Sep 20, 2012

Categorize or Search?

SOA design time governance products come with a variety of methods to categorize the services or assets.  Interestingly I’m currently working on a project involving a document management system, and the select document management tools comes with almost an identical selection of categorization methods.  These include trees, taxonomies, and domains among others.

In some of the earlier SOA design time governance implementations I performed, we spent significant time working on the categorizations – trying to make the catalog and information easy to traverse for the various user categories that would encounter in.  (In the case of design time governance, this might be analysts, architects, developers, QA, and IT management.)

We invariably found designing the categories and approaches took a tremendous amount of time, with every constituency having different ideas and requesting various adjustments to the approach.  To some extent it became the never ending quest for the perfect structure, never to be found.

We saw this same pattern emerge and fail among the World Wide Web.  For those with a little Internet history behind them, they may remember the early Internet Indexing + Search Sites, such as Lycos, AltaVista, Netscape and Yahoo.  Each presented various approaches to indexing, categorizing and presenting the Internet in various taxonomies.

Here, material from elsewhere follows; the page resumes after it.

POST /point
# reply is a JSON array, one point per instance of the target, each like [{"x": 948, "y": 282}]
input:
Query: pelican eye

One day a newcomer arrived named Google who presented one simple function…search.  Within a short time all the indexing and taxonomy sites were dead.

The way we do things is limited by our technology.  When we’re doing things manually, our technology may be bookshelves or filing cabinets, paper index cards and human retrieval methods – or even human memory capacity.  As we automate processes with newer technology, it’s perfectly normal to take the previous process and “enhance” it with the new technology – but the previous process still exists.

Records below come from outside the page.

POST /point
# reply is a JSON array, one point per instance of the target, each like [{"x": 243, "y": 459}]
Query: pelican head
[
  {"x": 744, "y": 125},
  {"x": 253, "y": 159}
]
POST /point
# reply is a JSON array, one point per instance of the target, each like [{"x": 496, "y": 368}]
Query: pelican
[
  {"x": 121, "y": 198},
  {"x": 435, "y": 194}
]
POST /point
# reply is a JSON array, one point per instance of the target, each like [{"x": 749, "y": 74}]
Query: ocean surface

Once we truly understand the possibilities and capabilities of the new technology, we often supersede the previous process.  In the case of cataloging our information, our models came from books, libraries, index cards, filing cabinets, etc.  Even if we were storing our information in high speed relational databases, our access models were based on our previous process – catalogs, sorted indexes, grouped information.

Yet Google has shown us that model is significantly less efficient and of less value that a capable search. 

When we’re modeling today’s software abilities, user interfaces and data organization approaches, search should be the first and primary approach.  Categorization is just pushing the old much less efficient approach forward.